As first step, download the index (UniMorph.zip) from here ~124MB.
Next, configure the file located inside the config folder (babelmorph.properties) with the path to the Morphological index.
The index contains word inflections for 50 languages, covering nouns, verbs and adjectives.
For more stats, please visit https://unimorph.github.io/
- Introduction =========================
This package provides an open-source API for retrieving word inflections for nouns, verbs and adjectives based on Wiktionary.
- Requirements =========================
- Java 7 (JRE 1.7) or higher
- Quick start =========================
The following is a usage example (you can find and run it in the example package).

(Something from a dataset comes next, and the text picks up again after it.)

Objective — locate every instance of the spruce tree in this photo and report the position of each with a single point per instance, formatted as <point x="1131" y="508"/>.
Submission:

//the entry point to access the content available
BabelMorph bm = BabelMorph.getInstance();
String lemma = "eat";
System.out.println("morphology from the lemma \""+lemma+"\" in "+Language.ENG);
List<BabelMorphWord> bmwFromLemma = bm.getMorphologyFromLemma(Language.ENG, lemma);
System.out.println("Lemma\tLang\tPoS\tinflected forms");
for(BabelMorphWord bmw : bmwFromLemma)
System.out.println(bmw);
String word = "président";
System.out.println("morphology from the word \""+word+"\" in "+Language.FRA);
List<BabelMorphWord> bmwFromWord = bm.getMorphologyFromWord(Language.FRA, word);
System.out.println("Lemma\tLang\tPoS\tinflected forms");
for(BabelMorphWord bmw : bmwFromWord)
System.out.println(bmw);
Where:
BabelMorphWord
contains a lemma associated with a language, a part-of-speech and a multi-map representing the various morphological inflections of the given lemma.
- License =========================
BabelMorph and its API are licensed under a Creative Commons Attribution-Noncommercial-Share Alike 3.0 License.

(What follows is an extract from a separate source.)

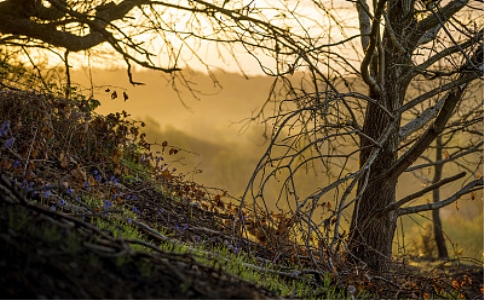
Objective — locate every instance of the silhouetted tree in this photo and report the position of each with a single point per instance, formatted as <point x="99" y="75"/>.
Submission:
<point x="328" y="122"/>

This program is distributed in the hope that it will be useful, but WITHOUT ANY WARRANTY;
If you use this API, please link to this repository.

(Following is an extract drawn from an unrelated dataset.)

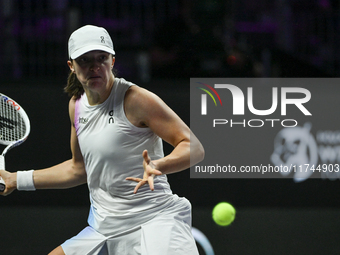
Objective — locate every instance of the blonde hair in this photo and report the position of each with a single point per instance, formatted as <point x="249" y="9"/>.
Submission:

If you use the UniMorph index, please cite also this paper:
Christo Kirov; John Sylak-Glassman; Roger Que; and David Yarowsky. In press. Very-large scale parsing and normalization of Wiktionary morphological paradigms. Proceedings of the 10th International Conference on Language Resources and Evaluation (LREC 2016). Portorož, Slovenia: European Language Resources Association (ELRA).